Yeah, one of the reasons I don't hang around here as often as I used to is the way you and others treat other members. So I don't care much to respond to your objections because they are objections based on
awful (and likely intentional) misunderstandings of what I said. Plus, your tone is insufferably condescending. But I'll respond for the sake of clearing up some misunderstanding.
Except it wouldn't make too much sense for a homosexual to "marry" someone of the opposite sex, would it? So they do not have the ability to marry in effect.
It's been mentioned that people with homosexual preferences often marry someone of the opposite sex. And of course, it's also been mentioned that marriage doesn't need to be about the sexual relationship. Marriage can be about enriching the life of the person you're married to - even a person who is 100% homosexual has full access to this kind of marriage. So it does make sense for a homosexual to marry someone of the opposite sex.
This is just utterly bizarre. By the exact same logic, gay marriage should be allowed for the exact same fucking reasons.
All I'm saying is that it's not unreasonable in every case for a homosexual to marry a person of the opposite sex (whether he be a full-on homosexual or one partially inclined to homosexuality).
EDIT: Some of the things that have been said in this thread truly shock me. By bosk's and H's logic, it must be not be a civil rights issue to have separate restrooms/water fountains/seating areas for whites and blacks. After all, we're not denying any of these rights to any individual group, right?
On first impulse, I think that while segregation (in principle) is definitely an issue, it is not properly classified as a "civil rights" issue. Of course, historically we know that while blacks and whites were separate, they were certainly not equal.
Go tell this to historians. They should probably stop calling it "The Civil Rights Movement."
Are you serious? I
blatantly referred to segregation in American history as a civil rights issue. Understand that when I spoke of "segregation", I meant it in the idealist sense. In the ideal, segregation is
not a civil rights issue.
Homosexuals are not a different group than heterosexuals?
Read: In modern America, homosexuals and heterosexuals are granted the same set of liberties - each group can and can't do the same things. Contrast to the Reconstruction Era - blacks and whites are granted different sets of liberties...one group can do something the other can't.
In Saudi Arabia, all people have the same religious rights.
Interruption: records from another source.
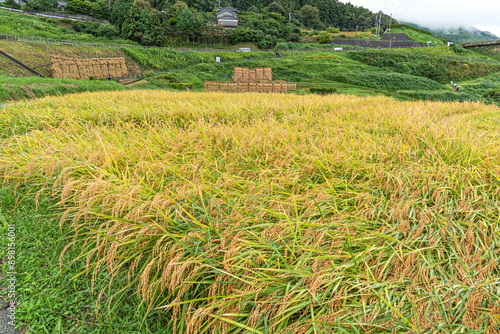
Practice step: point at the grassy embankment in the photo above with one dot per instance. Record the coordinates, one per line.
(27, 25)
(20, 88)
(37, 56)
(371, 72)
(258, 213)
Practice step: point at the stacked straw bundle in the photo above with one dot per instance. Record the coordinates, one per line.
(232, 87)
(237, 74)
(268, 87)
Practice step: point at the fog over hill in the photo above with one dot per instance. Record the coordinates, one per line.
(458, 34)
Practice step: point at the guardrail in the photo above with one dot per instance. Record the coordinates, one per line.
(58, 42)
(12, 9)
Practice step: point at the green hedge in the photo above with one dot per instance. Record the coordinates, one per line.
(492, 94)
(180, 85)
(405, 26)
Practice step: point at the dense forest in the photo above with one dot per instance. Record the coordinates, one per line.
(262, 22)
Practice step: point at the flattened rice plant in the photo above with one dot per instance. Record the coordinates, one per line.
(271, 214)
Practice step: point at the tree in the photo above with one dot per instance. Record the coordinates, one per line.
(275, 7)
(186, 21)
(324, 37)
(309, 15)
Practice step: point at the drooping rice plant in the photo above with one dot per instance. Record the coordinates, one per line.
(255, 213)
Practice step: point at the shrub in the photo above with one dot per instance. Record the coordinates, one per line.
(323, 90)
(180, 85)
(11, 4)
(458, 49)
(385, 80)
(40, 5)
(492, 94)
(332, 30)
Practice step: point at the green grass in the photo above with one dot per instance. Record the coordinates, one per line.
(54, 299)
(386, 81)
(163, 59)
(19, 88)
(27, 25)
(246, 212)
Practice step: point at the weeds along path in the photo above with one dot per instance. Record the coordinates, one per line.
(275, 213)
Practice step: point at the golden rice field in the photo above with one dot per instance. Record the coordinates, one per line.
(257, 213)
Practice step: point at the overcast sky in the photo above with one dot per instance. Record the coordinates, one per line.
(482, 14)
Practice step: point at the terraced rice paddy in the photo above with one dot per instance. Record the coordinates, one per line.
(262, 213)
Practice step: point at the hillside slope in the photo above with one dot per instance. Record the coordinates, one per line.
(37, 56)
(239, 213)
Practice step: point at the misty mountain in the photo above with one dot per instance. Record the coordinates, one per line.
(459, 34)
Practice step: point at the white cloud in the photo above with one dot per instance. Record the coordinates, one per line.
(482, 14)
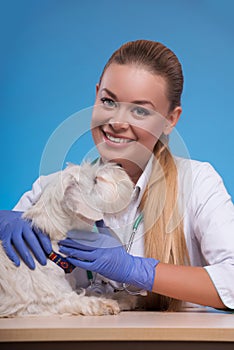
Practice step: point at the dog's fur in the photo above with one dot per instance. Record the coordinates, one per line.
(75, 199)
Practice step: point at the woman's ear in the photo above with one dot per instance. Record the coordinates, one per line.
(172, 119)
(97, 89)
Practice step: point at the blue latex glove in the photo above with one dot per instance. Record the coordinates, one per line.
(104, 254)
(18, 236)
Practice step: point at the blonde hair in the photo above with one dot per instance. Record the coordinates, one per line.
(164, 234)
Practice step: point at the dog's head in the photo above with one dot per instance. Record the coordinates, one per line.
(94, 190)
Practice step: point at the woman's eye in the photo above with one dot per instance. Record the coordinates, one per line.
(141, 112)
(108, 102)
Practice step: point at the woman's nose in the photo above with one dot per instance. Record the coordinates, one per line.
(119, 119)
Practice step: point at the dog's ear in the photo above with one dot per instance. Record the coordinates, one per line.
(76, 202)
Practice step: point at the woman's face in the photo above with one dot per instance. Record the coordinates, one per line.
(131, 112)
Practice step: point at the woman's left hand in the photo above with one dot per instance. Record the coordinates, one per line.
(104, 254)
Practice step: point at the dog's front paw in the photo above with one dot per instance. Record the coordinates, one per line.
(97, 306)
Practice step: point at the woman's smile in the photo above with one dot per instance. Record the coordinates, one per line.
(115, 139)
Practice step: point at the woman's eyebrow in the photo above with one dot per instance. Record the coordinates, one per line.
(138, 102)
(110, 93)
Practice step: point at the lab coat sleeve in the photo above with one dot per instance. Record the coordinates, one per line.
(31, 197)
(214, 229)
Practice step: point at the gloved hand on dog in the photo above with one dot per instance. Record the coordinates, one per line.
(18, 237)
(104, 254)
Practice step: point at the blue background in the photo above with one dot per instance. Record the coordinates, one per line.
(52, 53)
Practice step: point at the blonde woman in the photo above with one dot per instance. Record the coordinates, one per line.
(177, 233)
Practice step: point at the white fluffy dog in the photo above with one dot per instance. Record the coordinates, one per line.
(76, 198)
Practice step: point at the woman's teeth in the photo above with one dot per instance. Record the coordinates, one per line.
(117, 139)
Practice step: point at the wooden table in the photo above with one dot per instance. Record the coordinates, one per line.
(128, 330)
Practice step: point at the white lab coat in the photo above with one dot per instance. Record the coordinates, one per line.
(208, 222)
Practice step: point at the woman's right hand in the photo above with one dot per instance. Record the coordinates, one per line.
(19, 237)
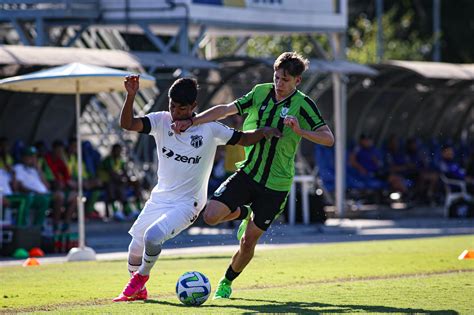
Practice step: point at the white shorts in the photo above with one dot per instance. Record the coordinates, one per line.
(170, 218)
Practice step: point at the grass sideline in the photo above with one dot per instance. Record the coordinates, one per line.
(402, 276)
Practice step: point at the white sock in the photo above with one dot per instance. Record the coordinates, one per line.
(148, 261)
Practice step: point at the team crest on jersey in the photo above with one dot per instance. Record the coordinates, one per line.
(196, 141)
(284, 112)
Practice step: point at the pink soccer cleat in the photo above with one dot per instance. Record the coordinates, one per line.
(142, 295)
(134, 290)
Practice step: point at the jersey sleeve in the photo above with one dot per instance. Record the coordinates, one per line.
(245, 102)
(224, 134)
(155, 121)
(311, 118)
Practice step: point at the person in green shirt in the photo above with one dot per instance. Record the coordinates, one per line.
(256, 193)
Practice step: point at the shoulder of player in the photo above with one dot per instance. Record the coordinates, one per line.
(304, 100)
(263, 86)
(215, 124)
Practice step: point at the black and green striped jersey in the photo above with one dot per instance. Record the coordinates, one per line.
(272, 162)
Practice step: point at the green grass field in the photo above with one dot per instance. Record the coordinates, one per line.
(402, 276)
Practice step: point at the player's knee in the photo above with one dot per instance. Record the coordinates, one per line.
(210, 218)
(154, 237)
(248, 243)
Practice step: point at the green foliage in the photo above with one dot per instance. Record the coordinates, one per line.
(400, 42)
(402, 276)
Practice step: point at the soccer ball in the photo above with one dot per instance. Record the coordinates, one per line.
(193, 288)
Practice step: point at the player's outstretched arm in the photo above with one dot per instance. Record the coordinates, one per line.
(253, 136)
(215, 113)
(323, 135)
(127, 119)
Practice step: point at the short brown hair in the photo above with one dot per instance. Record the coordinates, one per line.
(184, 91)
(292, 63)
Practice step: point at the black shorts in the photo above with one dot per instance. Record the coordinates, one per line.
(239, 189)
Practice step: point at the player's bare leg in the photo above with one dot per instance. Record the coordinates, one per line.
(247, 247)
(239, 261)
(217, 212)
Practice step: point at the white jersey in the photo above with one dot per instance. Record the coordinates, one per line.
(185, 160)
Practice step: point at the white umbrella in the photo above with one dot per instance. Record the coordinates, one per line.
(75, 78)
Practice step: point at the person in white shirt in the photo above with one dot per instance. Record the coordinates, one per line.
(33, 185)
(184, 165)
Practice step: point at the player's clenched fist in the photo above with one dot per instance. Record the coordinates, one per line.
(132, 83)
(269, 132)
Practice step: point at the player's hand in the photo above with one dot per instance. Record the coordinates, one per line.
(269, 132)
(179, 126)
(292, 122)
(132, 83)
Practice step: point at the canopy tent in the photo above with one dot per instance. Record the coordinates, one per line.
(74, 78)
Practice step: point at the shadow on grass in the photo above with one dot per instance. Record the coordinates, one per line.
(194, 258)
(269, 306)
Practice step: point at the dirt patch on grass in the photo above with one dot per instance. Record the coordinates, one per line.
(69, 305)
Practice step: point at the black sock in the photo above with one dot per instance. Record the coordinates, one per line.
(244, 211)
(230, 274)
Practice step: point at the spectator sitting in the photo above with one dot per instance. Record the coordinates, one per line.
(448, 166)
(426, 179)
(470, 174)
(6, 160)
(91, 185)
(115, 179)
(42, 164)
(5, 190)
(364, 159)
(64, 188)
(32, 183)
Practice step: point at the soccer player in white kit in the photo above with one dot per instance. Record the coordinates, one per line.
(185, 164)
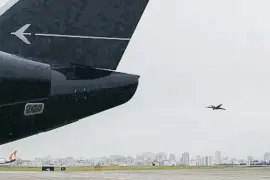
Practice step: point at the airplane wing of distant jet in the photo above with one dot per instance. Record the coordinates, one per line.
(58, 61)
(10, 159)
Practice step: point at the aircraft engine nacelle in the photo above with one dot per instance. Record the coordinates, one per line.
(23, 80)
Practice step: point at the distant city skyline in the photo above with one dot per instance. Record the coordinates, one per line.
(189, 54)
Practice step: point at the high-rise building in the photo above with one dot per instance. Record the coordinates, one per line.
(198, 161)
(185, 158)
(172, 157)
(210, 161)
(266, 157)
(218, 158)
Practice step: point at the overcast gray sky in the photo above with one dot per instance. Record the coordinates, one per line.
(189, 54)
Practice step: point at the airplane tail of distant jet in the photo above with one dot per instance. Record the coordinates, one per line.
(94, 33)
(10, 159)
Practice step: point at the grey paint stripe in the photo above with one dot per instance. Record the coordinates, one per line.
(83, 37)
(7, 6)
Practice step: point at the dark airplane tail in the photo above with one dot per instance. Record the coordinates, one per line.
(61, 32)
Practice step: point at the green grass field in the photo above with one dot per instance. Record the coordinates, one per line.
(110, 168)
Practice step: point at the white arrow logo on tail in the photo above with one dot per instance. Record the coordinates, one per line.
(20, 33)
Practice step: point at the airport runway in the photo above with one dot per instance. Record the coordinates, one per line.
(224, 174)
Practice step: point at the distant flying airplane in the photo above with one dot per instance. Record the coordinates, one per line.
(10, 159)
(216, 107)
(59, 59)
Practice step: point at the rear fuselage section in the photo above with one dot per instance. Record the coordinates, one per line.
(35, 97)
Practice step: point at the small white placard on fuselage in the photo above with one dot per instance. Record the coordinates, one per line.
(33, 109)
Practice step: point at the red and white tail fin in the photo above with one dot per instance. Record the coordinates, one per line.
(12, 157)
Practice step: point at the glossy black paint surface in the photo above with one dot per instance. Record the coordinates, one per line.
(66, 74)
(22, 80)
(75, 92)
(106, 18)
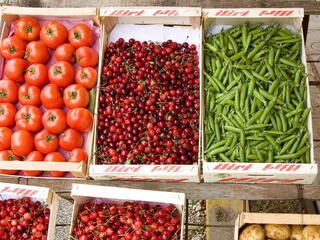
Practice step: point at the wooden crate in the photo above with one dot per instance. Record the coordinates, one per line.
(44, 195)
(188, 18)
(10, 14)
(285, 173)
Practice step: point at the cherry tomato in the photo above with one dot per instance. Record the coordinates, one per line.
(75, 96)
(27, 28)
(29, 118)
(54, 120)
(87, 77)
(80, 119)
(70, 139)
(8, 155)
(61, 73)
(33, 156)
(55, 157)
(37, 74)
(12, 47)
(81, 35)
(46, 142)
(29, 95)
(87, 57)
(78, 155)
(51, 96)
(8, 91)
(5, 138)
(37, 52)
(7, 114)
(15, 68)
(22, 142)
(53, 34)
(65, 52)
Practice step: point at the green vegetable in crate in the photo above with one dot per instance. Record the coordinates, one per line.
(256, 96)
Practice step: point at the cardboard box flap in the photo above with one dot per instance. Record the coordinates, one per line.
(123, 193)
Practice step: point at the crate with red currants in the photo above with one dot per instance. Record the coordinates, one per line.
(27, 212)
(148, 104)
(122, 213)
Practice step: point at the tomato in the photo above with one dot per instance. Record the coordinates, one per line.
(70, 139)
(65, 52)
(29, 118)
(22, 142)
(75, 96)
(37, 74)
(46, 142)
(8, 155)
(29, 95)
(54, 120)
(61, 73)
(5, 138)
(87, 77)
(51, 96)
(7, 114)
(15, 68)
(81, 35)
(37, 52)
(33, 156)
(80, 119)
(78, 155)
(55, 157)
(8, 91)
(12, 47)
(53, 34)
(87, 57)
(27, 28)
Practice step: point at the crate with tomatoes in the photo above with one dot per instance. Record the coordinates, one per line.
(47, 90)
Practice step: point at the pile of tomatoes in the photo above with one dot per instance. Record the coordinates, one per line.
(44, 95)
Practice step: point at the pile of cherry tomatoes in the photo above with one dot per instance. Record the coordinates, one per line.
(43, 105)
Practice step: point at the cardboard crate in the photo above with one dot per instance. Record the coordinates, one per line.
(274, 218)
(84, 193)
(189, 18)
(10, 14)
(44, 195)
(260, 172)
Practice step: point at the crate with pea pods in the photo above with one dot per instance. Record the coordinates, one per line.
(257, 116)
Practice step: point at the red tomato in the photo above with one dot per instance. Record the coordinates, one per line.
(12, 47)
(65, 52)
(8, 91)
(78, 155)
(54, 120)
(15, 68)
(37, 52)
(80, 119)
(51, 96)
(81, 35)
(27, 28)
(34, 156)
(7, 114)
(61, 73)
(70, 139)
(29, 95)
(37, 74)
(21, 142)
(5, 138)
(87, 77)
(46, 142)
(87, 57)
(55, 157)
(29, 118)
(53, 34)
(75, 96)
(8, 155)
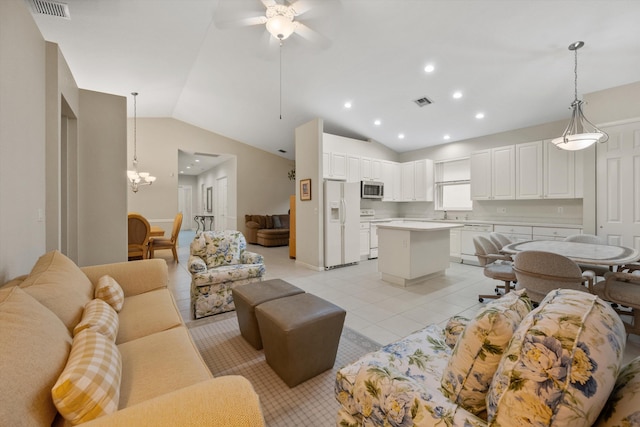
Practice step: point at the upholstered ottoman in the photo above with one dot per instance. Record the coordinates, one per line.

They're all allowed to form Muslim churches, and no others. See? No infringement of rights there!
I would define a "Civil Rights Issue" in America as something that violates the equal protection clause of the 14th Amendment. Jim Crow laws violated the EPC, so Jim Crow laws were a civil rights issue. Segregation violated the EPC, so segregation was a civil rights issue. The present refraining from giving persons the right to marry someone of the same sex does
not violate the EPC, so it is not a civil rights issue.
But what are "rights"? Simple question - in America, as a democracy, "rights" are what the people say they are. If America says that there is no right to marry someone of the same sex, then there is no right to marry someone of the same sex. It is
wrong to claim that you have rights that don't exist.